If I had a premium choice in the matter, I think I would choose to live in a big city with easy access to the arts. However, my job that I love, the quiet life we have, also has its merits. Our house is affordable, our town is very safe, and my kids have access to ballroom, healthy orchestra/band/choir programs in the schools. Plus our air is CLEAN and the water naturally filtered and delicious. We have a garden spot and little traffic. So how can I work and live in rural America but still maintain my sanity? I would love your ideas, but here are some things I have come up with:
- Take the time to read–every day if possible. I need to read books with literary significance. I have noticed that popular fiction does not cut it for me anymore. They are fun to read for diversion once in a while, but it does not fulfill my artistic need.
- Practice the piano. I have two degrees in music. I am ashamed to say I have gotten out of the habit of actually making music. When my kids were little they would all climb on me while I tried to practice. Rather than be mad at them constantly, I decided to let it go. And I never picked it back up again in any kind of serious way. I play all the time for church and such, but it has been a long time since I learned a Classical piece all the way and truly perfected it.
- Remember that I love to cook and make things that are not just delicious, but pretty too.
- Make sure I get OUTSIDE and enjoy nature. Our winters are wretched, but our summers are exquisite. But those long winters and the fact that our university (and thus my teaching schedule) runs year round make it difficult to remember to take the time and really enjoy it.
- Consider staying in my small house for LIFE so I can always have funds for travel. Travel can rejuvenate me and provide a bolus of the arts I need so I can make it to the next opportunity.

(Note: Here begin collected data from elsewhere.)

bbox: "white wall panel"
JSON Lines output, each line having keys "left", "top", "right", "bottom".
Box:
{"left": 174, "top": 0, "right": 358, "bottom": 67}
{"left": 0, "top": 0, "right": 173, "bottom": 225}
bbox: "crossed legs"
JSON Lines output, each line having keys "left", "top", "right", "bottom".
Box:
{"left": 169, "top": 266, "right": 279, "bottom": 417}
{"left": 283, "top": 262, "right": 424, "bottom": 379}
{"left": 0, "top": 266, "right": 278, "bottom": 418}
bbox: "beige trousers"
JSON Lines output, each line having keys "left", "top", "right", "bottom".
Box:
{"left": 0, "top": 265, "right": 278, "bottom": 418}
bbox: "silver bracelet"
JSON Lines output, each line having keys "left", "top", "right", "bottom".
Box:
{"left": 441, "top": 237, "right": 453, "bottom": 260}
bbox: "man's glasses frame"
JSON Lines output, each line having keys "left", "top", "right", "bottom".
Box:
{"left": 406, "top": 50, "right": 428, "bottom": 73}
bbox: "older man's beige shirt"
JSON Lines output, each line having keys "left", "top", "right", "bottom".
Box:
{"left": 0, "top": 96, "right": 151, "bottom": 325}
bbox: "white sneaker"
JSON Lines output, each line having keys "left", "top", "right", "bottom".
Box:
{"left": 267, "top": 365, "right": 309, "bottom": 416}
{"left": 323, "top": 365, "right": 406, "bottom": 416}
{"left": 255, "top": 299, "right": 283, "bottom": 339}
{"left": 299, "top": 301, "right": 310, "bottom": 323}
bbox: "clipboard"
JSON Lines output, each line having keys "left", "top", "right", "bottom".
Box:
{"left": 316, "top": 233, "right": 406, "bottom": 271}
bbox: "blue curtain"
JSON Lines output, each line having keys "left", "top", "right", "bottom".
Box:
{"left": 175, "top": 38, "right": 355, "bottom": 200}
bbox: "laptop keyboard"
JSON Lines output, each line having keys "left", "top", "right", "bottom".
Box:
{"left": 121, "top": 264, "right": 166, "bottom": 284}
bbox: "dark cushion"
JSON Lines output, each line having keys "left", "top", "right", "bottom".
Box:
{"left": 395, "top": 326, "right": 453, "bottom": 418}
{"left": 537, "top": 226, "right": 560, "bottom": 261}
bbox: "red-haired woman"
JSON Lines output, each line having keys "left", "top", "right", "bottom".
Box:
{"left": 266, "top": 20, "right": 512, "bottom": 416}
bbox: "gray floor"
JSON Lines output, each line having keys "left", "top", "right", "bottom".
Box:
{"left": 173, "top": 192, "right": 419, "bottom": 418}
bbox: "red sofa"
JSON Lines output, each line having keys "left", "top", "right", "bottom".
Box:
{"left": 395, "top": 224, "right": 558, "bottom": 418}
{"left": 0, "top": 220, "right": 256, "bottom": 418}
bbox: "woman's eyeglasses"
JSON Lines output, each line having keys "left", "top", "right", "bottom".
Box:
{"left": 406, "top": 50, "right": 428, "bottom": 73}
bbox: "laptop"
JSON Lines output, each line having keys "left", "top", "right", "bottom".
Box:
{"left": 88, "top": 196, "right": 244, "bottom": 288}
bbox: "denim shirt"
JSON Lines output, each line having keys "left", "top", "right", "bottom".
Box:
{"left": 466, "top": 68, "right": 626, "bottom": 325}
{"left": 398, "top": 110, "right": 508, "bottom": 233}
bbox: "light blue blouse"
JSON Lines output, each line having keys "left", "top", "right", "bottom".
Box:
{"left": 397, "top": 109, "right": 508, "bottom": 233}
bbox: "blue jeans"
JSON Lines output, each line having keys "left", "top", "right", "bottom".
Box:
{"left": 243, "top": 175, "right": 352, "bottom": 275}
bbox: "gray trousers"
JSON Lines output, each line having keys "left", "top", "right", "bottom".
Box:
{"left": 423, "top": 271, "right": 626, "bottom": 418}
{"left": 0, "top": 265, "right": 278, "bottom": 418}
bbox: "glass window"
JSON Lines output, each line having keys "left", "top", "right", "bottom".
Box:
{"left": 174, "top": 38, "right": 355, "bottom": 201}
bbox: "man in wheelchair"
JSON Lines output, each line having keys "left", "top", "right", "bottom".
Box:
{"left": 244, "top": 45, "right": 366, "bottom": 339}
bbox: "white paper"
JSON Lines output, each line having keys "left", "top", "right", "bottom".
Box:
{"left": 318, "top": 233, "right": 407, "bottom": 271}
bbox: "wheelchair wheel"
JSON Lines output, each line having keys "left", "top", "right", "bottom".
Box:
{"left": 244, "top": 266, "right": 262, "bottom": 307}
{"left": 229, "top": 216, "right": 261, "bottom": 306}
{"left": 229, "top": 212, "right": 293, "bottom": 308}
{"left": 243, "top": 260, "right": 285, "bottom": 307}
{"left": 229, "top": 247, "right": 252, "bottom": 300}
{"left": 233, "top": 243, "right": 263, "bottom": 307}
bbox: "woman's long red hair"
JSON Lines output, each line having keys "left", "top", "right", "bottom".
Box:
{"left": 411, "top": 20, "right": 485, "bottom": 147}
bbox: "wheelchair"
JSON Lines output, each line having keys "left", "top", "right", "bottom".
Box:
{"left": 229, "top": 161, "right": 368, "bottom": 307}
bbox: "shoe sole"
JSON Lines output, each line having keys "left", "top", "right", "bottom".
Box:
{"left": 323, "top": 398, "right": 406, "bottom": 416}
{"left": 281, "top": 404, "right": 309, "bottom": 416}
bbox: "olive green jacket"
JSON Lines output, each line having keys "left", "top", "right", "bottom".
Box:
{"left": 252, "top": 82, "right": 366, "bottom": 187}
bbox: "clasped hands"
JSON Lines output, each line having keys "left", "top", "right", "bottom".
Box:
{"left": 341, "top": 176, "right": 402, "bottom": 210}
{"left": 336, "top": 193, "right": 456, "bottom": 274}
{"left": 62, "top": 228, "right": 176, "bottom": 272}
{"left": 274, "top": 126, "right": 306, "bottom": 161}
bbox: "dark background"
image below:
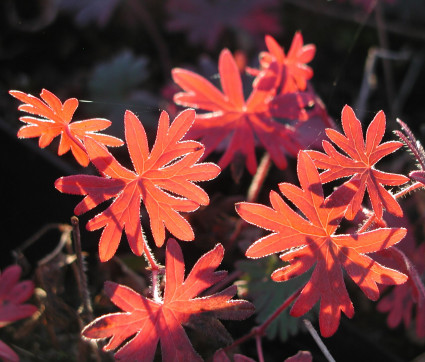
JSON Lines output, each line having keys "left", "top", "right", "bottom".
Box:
{"left": 1, "top": 0, "right": 425, "bottom": 361}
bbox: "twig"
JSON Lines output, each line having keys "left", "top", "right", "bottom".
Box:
{"left": 71, "top": 216, "right": 94, "bottom": 320}
{"left": 282, "top": 0, "right": 425, "bottom": 41}
{"left": 128, "top": 0, "right": 171, "bottom": 78}
{"left": 393, "top": 50, "right": 425, "bottom": 116}
{"left": 303, "top": 319, "right": 336, "bottom": 362}
{"left": 12, "top": 223, "right": 72, "bottom": 269}
{"left": 375, "top": 1, "right": 396, "bottom": 121}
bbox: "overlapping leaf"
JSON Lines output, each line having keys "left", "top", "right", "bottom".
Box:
{"left": 251, "top": 32, "right": 316, "bottom": 93}
{"left": 0, "top": 265, "right": 37, "bottom": 362}
{"left": 173, "top": 48, "right": 313, "bottom": 174}
{"left": 82, "top": 239, "right": 255, "bottom": 361}
{"left": 10, "top": 89, "right": 123, "bottom": 166}
{"left": 307, "top": 105, "right": 409, "bottom": 220}
{"left": 377, "top": 243, "right": 425, "bottom": 338}
{"left": 55, "top": 109, "right": 220, "bottom": 261}
{"left": 236, "top": 151, "right": 408, "bottom": 337}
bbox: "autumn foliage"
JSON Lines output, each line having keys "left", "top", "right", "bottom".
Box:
{"left": 7, "top": 25, "right": 425, "bottom": 362}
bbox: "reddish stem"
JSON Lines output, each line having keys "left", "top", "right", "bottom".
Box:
{"left": 229, "top": 153, "right": 272, "bottom": 246}
{"left": 255, "top": 334, "right": 265, "bottom": 362}
{"left": 144, "top": 242, "right": 160, "bottom": 271}
{"left": 222, "top": 285, "right": 303, "bottom": 353}
{"left": 358, "top": 181, "right": 423, "bottom": 233}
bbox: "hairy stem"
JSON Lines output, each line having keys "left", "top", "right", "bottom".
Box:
{"left": 358, "top": 181, "right": 423, "bottom": 233}
{"left": 144, "top": 242, "right": 160, "bottom": 271}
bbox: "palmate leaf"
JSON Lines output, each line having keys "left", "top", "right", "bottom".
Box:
{"left": 55, "top": 109, "right": 220, "bottom": 261}
{"left": 0, "top": 265, "right": 37, "bottom": 362}
{"left": 173, "top": 48, "right": 313, "bottom": 175}
{"left": 307, "top": 105, "right": 409, "bottom": 220}
{"left": 9, "top": 89, "right": 123, "bottom": 166}
{"left": 82, "top": 239, "right": 255, "bottom": 361}
{"left": 236, "top": 151, "right": 408, "bottom": 337}
{"left": 251, "top": 32, "right": 316, "bottom": 93}
{"left": 377, "top": 243, "right": 425, "bottom": 338}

- Make a list of foreign and artsy movies for me to work through.
- Methodically listen to music. Not as background, but with a score if possible. And with headphones, to block distractions. I am not good with casual interactions with most music.
- Finally, acknowledge that for ME, experiences with the arts are not “frivolous.” They are necessary for balance, fulfillment, and happiness, and I need to give myself permission to devote my full attention to them on a regular basis.

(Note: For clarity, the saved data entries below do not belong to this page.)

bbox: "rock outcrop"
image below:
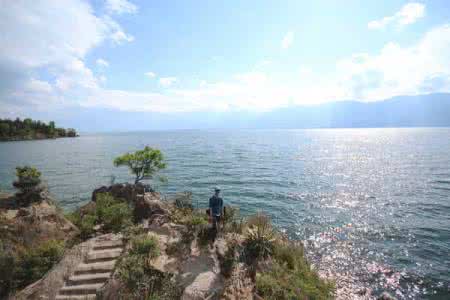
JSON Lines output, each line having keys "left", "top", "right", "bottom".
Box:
{"left": 0, "top": 190, "right": 78, "bottom": 250}
{"left": 91, "top": 183, "right": 152, "bottom": 203}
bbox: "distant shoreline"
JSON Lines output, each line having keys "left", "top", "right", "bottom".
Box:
{"left": 0, "top": 118, "right": 78, "bottom": 142}
{"left": 0, "top": 135, "right": 79, "bottom": 142}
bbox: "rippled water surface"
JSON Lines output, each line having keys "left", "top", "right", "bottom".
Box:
{"left": 1, "top": 128, "right": 449, "bottom": 298}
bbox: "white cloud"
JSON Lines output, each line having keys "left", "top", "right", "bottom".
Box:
{"left": 145, "top": 72, "right": 156, "bottom": 78}
{"left": 96, "top": 58, "right": 109, "bottom": 67}
{"left": 281, "top": 31, "right": 294, "bottom": 49}
{"left": 368, "top": 2, "right": 425, "bottom": 30}
{"left": 102, "top": 16, "right": 134, "bottom": 44}
{"left": 159, "top": 77, "right": 177, "bottom": 87}
{"left": 0, "top": 0, "right": 134, "bottom": 113}
{"left": 0, "top": 0, "right": 449, "bottom": 116}
{"left": 105, "top": 0, "right": 138, "bottom": 15}
{"left": 335, "top": 24, "right": 450, "bottom": 100}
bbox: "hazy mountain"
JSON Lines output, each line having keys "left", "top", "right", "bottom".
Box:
{"left": 253, "top": 93, "right": 450, "bottom": 129}
{"left": 35, "top": 93, "right": 450, "bottom": 132}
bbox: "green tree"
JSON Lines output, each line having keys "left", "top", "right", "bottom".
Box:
{"left": 13, "top": 166, "right": 41, "bottom": 193}
{"left": 114, "top": 146, "right": 166, "bottom": 184}
{"left": 0, "top": 123, "right": 10, "bottom": 137}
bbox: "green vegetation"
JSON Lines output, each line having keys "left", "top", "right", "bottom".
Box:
{"left": 243, "top": 213, "right": 276, "bottom": 262}
{"left": 0, "top": 240, "right": 64, "bottom": 298}
{"left": 117, "top": 232, "right": 181, "bottom": 299}
{"left": 13, "top": 166, "right": 44, "bottom": 206}
{"left": 219, "top": 239, "right": 238, "bottom": 278}
{"left": 0, "top": 118, "right": 77, "bottom": 141}
{"left": 241, "top": 215, "right": 335, "bottom": 299}
{"left": 96, "top": 193, "right": 133, "bottom": 232}
{"left": 66, "top": 193, "right": 133, "bottom": 239}
{"left": 13, "top": 166, "right": 41, "bottom": 192}
{"left": 168, "top": 203, "right": 334, "bottom": 299}
{"left": 129, "top": 234, "right": 160, "bottom": 258}
{"left": 114, "top": 146, "right": 166, "bottom": 184}
{"left": 256, "top": 249, "right": 335, "bottom": 300}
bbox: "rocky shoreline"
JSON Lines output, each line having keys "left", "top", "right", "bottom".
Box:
{"left": 1, "top": 179, "right": 399, "bottom": 300}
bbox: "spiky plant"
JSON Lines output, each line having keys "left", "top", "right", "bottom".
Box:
{"left": 244, "top": 213, "right": 276, "bottom": 261}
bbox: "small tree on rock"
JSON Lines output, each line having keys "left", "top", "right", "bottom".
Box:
{"left": 114, "top": 146, "right": 166, "bottom": 185}
{"left": 13, "top": 166, "right": 44, "bottom": 206}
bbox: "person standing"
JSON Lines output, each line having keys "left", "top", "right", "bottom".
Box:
{"left": 209, "top": 187, "right": 224, "bottom": 231}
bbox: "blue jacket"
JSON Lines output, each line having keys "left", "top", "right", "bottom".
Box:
{"left": 209, "top": 195, "right": 223, "bottom": 216}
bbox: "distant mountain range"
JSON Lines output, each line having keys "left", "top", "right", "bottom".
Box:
{"left": 252, "top": 93, "right": 450, "bottom": 129}
{"left": 35, "top": 93, "right": 450, "bottom": 131}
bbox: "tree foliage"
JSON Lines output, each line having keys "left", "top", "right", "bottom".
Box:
{"left": 0, "top": 117, "right": 77, "bottom": 141}
{"left": 114, "top": 146, "right": 166, "bottom": 184}
{"left": 13, "top": 166, "right": 42, "bottom": 195}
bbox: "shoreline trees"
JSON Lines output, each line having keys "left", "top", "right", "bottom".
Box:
{"left": 0, "top": 118, "right": 78, "bottom": 141}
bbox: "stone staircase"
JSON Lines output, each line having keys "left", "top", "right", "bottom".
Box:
{"left": 55, "top": 234, "right": 124, "bottom": 300}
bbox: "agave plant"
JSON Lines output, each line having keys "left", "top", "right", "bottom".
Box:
{"left": 244, "top": 213, "right": 277, "bottom": 261}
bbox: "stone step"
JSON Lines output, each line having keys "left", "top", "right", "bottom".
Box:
{"left": 68, "top": 272, "right": 111, "bottom": 285}
{"left": 92, "top": 239, "right": 123, "bottom": 250}
{"left": 59, "top": 283, "right": 103, "bottom": 295}
{"left": 55, "top": 294, "right": 97, "bottom": 300}
{"left": 86, "top": 249, "right": 122, "bottom": 263}
{"left": 74, "top": 261, "right": 116, "bottom": 275}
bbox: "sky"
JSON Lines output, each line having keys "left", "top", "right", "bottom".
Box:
{"left": 1, "top": 0, "right": 450, "bottom": 128}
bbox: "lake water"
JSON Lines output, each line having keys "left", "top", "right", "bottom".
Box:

I would love to hear from you. What do you do to stay fulfilled? What activities bring you happiness? What helps you stay centered? What helps you filter out the “noise” and meaningless activities of modern life and focus on what really matters? What helps keep you spiritually sensitive? Now that I am in my 40s, I think I can confidently say that for me experiencing creativity–either my own or that of others–helps me in incalculable ways.

Like this young girl in this Picasso painting, apparently I was in need of some urgent self-reflection. (Picture taken at the MOMA a few days ago).